One of my favorite biblical figures is Peter’s wife. We know of her existence only because Peter’s mother-in-law is healed (Mark 1:29–34; etc.). But the wife is never seen.
This is often how Christians prefer women, but Jesus makes frequent notice of women. He seems to prefer them to men—and who could blame him? The women understand him; the men do not.
But Peter’s wife is different. She does not register as a spiritual presence. She becomes, then, invisible to the narrative.
In Matthew 19:12, Jesus seems to suggest that Peter, if a faithful follower, become a “eunuch.” Is that what a wife would like? A few lines later, in 19:27, Peter says, “Look, we have left everything to follow you!”
Jesus never tells Peter to “work on his marriage.” Jesus has prompted Peter to leave his marriage.
Jesus says nothing in favor of having kids. Children are not a “blessing” in the New Testament teachings. A blessing is a specific theological event, and no scriptural reference enables Gentile people reproducing biologically to understand that activity in such terms.
Yes, back at the beginning, God prompted humans to “be fruitful and multiply.” But in the New Testament, everything has changed. ‘Fruit’ is now spiritually produced.
Jesus says “by their fruits you will know them,” but Matthew 7:20 isn’t speaking of examining children.
The “bearing fruit” in John 15:16, likewise, refers to how you live your life. To bear fruit is to contribute to the world around you, which is to say, to love.
“Procreation has no significance for Paul at all,” says Daniel Boyarin. This is a basic observation about the epistles in general. There are almost no references to the activity of having or raising children.
Paul notes in 1 Timothy 5:4, that biological family is a place for Christians to “put their religion into practice…” This puts no focus at all on biological parents. The entire Christian community might be part of this activity.
Parenting is not a source of spiritual meaning, and the biological family, if clung to, becomes a problems. We’re here to care for the larger Family of God (cf. Gal. 6:10; Eph 2:19; 1 Tim 5:8).
I tell you the truth, unless you turn around and become like little children, you will never enter the kingdom of heaven! (Matthew 18:3)
In this higher family, we all have the same status: adelphoi, siblings. We are all simply children—children of God. In New Testament theology, we are orphans and adopted (John 1:12; Gal 4:4-5, etc.).
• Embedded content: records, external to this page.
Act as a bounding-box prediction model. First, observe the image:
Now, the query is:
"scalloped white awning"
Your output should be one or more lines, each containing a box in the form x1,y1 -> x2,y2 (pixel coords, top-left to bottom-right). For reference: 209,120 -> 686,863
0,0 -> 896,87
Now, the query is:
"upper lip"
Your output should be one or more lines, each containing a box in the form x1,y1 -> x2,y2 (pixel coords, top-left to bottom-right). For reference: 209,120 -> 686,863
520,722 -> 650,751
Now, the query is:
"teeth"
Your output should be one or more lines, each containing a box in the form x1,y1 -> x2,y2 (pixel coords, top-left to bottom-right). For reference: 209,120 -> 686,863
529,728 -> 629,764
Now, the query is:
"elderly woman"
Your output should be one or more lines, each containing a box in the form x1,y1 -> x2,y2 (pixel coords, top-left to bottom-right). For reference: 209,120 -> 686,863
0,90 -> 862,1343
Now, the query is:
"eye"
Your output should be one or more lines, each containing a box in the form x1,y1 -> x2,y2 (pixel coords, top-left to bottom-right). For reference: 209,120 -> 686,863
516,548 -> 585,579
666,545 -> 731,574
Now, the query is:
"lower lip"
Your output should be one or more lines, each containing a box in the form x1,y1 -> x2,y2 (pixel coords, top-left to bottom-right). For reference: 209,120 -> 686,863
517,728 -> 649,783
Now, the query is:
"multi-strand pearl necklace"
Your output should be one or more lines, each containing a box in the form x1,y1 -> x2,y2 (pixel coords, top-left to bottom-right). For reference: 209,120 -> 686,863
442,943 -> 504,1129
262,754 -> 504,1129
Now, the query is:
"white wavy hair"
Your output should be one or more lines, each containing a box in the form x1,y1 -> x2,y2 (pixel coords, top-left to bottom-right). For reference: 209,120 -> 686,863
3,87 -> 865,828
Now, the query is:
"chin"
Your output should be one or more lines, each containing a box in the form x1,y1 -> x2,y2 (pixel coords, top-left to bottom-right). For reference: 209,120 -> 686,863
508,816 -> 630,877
That means our original parents have died.
Observe this quiet violence in 1 John 3:2: “Dear friends, we are God’s children now . . .” You’re not anyone else’s child, if you’re God’s. Though the word translated ‘friends’ here is agapētoi, which is much stronger than ‘friends’. This word means ‘beloved ones’, or ‘lovers’.
Note that kollaó, which means to be ‘joined with’, is used both of marriages (like “joined to his wife” in Matthew 19:5), and of the interactions of all believers (i.e. Acts 9:26, 10:28, 17:34, etc.).
We learn to interact with each other in a new family that is formed spiritually. This is the Jesus teachings. It’s not about kids.